Per la forma iniettabile, in particolare quando utilizzata per regolare gli alti livelli di calcio, la durata d'azione per una singola dose è di circa 6-8 ore. Questa durata indica il periodo durante il quale il farmaco sta agendo attivamente nel corpo.


D: Salco influisce sulla capacità di guidare?

Il profilo di sicurezza ufficiale elenca alcuni effetti collaterali comuni, come capogiri e mal di testa. Le linee guida ufficiali rilevano che, a causa del rischio di questi effetti, può essere necessaria cautela quando si svolgono attività come la guida o l'utilizzo di macchinari pesanti.

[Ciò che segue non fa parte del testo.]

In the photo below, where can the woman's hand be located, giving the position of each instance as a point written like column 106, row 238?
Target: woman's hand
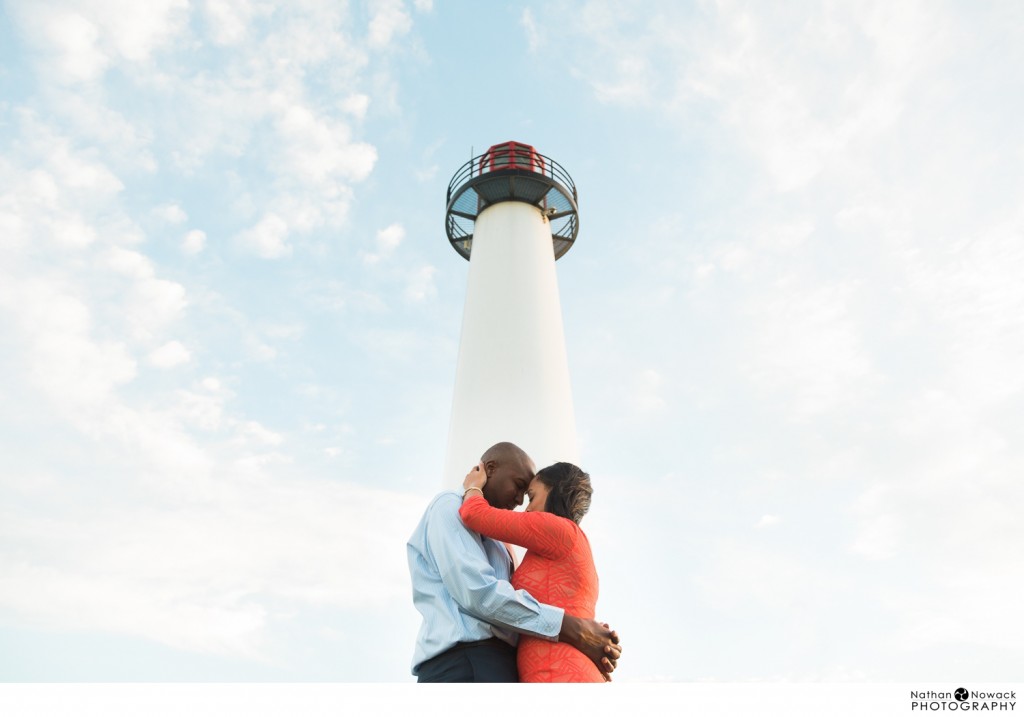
column 475, row 478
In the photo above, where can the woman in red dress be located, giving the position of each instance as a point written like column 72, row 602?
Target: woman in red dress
column 558, row 567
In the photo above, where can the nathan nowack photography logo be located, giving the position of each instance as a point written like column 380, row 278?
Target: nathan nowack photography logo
column 963, row 700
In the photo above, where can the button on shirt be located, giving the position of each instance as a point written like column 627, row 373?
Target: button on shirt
column 461, row 588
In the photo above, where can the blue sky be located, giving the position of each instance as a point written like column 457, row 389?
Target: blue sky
column 229, row 318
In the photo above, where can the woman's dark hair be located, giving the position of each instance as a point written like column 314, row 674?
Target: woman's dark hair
column 569, row 491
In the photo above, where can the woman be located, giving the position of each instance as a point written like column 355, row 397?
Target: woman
column 558, row 567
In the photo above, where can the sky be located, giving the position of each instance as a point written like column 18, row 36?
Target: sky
column 229, row 319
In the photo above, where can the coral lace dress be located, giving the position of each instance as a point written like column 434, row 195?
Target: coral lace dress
column 558, row 570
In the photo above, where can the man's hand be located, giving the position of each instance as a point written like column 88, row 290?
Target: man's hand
column 476, row 477
column 594, row 639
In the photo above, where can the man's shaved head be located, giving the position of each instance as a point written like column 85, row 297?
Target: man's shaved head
column 505, row 453
column 509, row 471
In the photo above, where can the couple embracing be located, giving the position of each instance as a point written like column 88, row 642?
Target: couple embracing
column 484, row 619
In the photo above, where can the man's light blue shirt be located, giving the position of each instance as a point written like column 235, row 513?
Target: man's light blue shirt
column 461, row 588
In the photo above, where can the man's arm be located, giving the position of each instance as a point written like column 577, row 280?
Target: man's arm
column 471, row 581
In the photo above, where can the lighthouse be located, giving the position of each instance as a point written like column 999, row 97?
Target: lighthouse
column 512, row 213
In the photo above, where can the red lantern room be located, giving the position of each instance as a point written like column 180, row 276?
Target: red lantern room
column 511, row 156
column 512, row 172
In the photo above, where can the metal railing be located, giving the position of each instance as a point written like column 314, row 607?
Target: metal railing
column 521, row 158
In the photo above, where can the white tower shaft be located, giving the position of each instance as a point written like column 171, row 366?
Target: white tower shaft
column 512, row 380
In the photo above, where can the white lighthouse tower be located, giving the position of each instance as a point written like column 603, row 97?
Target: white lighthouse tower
column 512, row 212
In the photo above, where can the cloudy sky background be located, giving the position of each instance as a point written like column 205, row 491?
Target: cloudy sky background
column 229, row 317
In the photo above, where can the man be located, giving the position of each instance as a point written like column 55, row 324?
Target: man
column 471, row 614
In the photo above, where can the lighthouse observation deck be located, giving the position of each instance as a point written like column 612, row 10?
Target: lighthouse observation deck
column 512, row 172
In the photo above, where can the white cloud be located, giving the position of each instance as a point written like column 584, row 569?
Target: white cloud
column 82, row 40
column 355, row 104
column 267, row 238
column 228, row 19
column 170, row 354
column 388, row 240
column 194, row 242
column 389, row 20
column 171, row 213
column 318, row 149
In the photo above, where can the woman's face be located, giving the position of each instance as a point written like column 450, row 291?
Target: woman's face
column 538, row 495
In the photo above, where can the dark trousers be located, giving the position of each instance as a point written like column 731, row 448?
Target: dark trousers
column 487, row 661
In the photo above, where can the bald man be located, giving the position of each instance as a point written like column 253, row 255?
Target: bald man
column 472, row 617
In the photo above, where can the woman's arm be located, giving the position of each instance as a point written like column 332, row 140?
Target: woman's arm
column 545, row 534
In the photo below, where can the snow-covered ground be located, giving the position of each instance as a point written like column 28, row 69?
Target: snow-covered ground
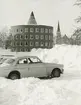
column 65, row 90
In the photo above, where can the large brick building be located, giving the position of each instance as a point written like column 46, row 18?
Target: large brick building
column 27, row 37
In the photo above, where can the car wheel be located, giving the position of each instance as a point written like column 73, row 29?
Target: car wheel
column 55, row 73
column 14, row 76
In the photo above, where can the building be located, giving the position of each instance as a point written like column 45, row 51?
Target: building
column 27, row 37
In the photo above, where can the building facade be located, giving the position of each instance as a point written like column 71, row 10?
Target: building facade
column 27, row 37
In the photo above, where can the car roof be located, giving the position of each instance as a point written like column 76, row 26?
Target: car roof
column 26, row 56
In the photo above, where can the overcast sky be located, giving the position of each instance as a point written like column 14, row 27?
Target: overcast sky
column 47, row 12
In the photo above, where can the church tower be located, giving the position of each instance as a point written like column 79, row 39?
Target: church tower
column 58, row 34
column 58, row 30
column 32, row 20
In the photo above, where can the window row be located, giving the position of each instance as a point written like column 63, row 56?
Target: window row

Come deve essere conservato e smaltito Salco?

Come conservare e smaltire Salco

I requisiti ufficiali per la conservazione di Salco (Calcitonina Salmone) si basano sullo stato del prodotto:


Condizioni di Conservazione

Stato del Prodotto Ambiente di Conservazione Richiesto
Non Aperto (Spray Nasale/Iniezione) Conservare in frigorifero (da 2 C a 8 C). Non congelare.
Spray Nasale Aperto Conservare a temperatura ambiente (da 20 C a 25 C). Non refrigerare tra le dosi.

Conservare il medicinale nel suo contenitore originale, ben chiuso, e tenerlo fuori dalla vista e dalla portata dei bambini.

Stabilità e Smaltimento

Lo spray nasale aperto deve essere scartato dopo 30 o 35 giorni dal primo utilizzo, anche se rimane del medicinale. Smaltire Salco scaduto o non utilizzato in conformità con i requisiti normativi locali; non gettarlo nei rifiuti domestici o nelle acque reflue. Gli aghi e le siringhe usati devono essere collocati in un apposito contenitore per oggetti taglienti (sharps container).

Attenzione! Consultare sempre un medico o un farmacista prima di utilizzare pillole o medicinali.